How Do Our Brains Change Over Time? New Research

Are our brain networks wired and set into place? Are our thoughts and actions hardwired into neural circuitry in a mechanical way? Increasingly, the answer emerging from modern neuroscience is a resounding, “no, nothing is fixed in place!” 

The brain is constantly in motion, rearranging cells, strengthening pathways used often and pruning others who are used less frequently. Modern science has done much in the way of discovering and naming certain pathways, conduits for information in the brain. For example, there’s the default mode network (DMN), which is typically active when we are not engaged in a task, perhaps if we’re day-dreaming or sitting quietly. Other networks include the salience network, involved in identifying important events, or the dorsal attention network for coordinating attention. These networks have been proposed and studied in an attempt to understand the brain as a mechanical figure, static in place. It assumes a structure that is fixed, one which can be learned and memorized like the engine of a car. This pursuit increasingly opposes the modern understanding of the brain. 

Neuroplasticity is the name given to the process of how your brain alters and changes its physical structure and function. This process has transformed the way in which scientists view the brain. Classically, the view of the brain was that it was set from a young age, being developed into adolescence and young adulthood and then slowly getting pruned away as a result of injury or age. A more modern understanding shows that this is not the case. The brain is much more like a muscle–those that work with it see it grow and get stronger over time. Again, like exercising the body, it can be trained. This training affects the brain at the cellular and chemical level, having effects that are seen and felt at the perceptual level for the person. The brain is fluid, not static, an idea that is increasingly becoming more important and central toward an understanding of how the brain works. 

New research from Georgia State University provides some valuable insight into how our brain networks follow this fluid paradigm. Using computational techniques on large network-based datasets, they have introduced a method to “calculate a spatially fluid chronnectome. . .which focuses on the variations of networks coupling at the voxel level, and [identifies] a novel set of spatially dynamic features.” Their results show how brain networks are almost like clouds in the sky: they shift and move across the brain, integrating and separating from one another as circumstances dictate. These spatial shifts occur over time, shifting back and forth, and in new configurations. This idea is both fascinating and troubling as it indicates just how difficult it is to measure the brain at any point in time and get reliable results, also calling into question the credibility of the myriad of studies that have relied on the static network model and whose results and conclusions may be changed by this new understanding. 

New understandings that challenge old ideas should always be welcomed. The future of neuroscience will surely be guided by the tenets of a fluid system, taking into account our individuality. Ultimately, some older studies may come up lacking in our new outlook but it will surely allow us to peer into the mystery of the brain with increasing wisdom.

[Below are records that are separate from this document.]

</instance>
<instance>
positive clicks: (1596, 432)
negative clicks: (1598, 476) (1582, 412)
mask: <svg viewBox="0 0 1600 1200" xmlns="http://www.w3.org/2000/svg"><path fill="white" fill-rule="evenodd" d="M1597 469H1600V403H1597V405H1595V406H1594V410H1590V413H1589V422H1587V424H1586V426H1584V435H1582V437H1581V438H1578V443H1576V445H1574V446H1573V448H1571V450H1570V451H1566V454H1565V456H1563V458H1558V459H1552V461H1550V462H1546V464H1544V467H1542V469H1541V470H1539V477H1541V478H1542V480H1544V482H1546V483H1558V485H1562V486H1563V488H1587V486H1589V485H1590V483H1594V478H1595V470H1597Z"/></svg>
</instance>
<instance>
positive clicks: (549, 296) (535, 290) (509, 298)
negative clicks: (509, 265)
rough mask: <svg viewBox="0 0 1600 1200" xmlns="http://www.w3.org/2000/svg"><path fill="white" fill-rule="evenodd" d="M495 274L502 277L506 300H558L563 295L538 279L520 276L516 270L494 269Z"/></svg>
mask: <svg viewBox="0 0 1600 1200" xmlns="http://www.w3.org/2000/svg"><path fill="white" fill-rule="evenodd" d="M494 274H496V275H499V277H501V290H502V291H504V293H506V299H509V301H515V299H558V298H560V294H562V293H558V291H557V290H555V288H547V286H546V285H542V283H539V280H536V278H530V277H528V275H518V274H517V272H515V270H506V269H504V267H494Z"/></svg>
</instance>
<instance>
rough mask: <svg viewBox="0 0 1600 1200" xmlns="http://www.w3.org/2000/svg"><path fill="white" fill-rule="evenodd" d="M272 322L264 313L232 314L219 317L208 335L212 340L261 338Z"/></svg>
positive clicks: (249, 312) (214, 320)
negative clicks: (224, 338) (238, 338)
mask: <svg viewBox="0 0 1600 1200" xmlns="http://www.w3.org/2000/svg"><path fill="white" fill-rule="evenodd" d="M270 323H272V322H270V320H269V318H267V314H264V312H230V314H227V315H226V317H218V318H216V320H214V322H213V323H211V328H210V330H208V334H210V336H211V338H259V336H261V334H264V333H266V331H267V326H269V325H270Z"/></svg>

For example, the expanding field of meditation research in neuroscience has found challenge in the individuality inherent in different people’s brains. However, this new understanding involving temporally and spatially fluid dynamics will allow us to take that challenge head on and develop new ways of measuring the brain. Overall, acknowledging, accepting, and moving forward with the complexity of the human brain will continue to allow us to usher in a new era of neuroscientific understanding.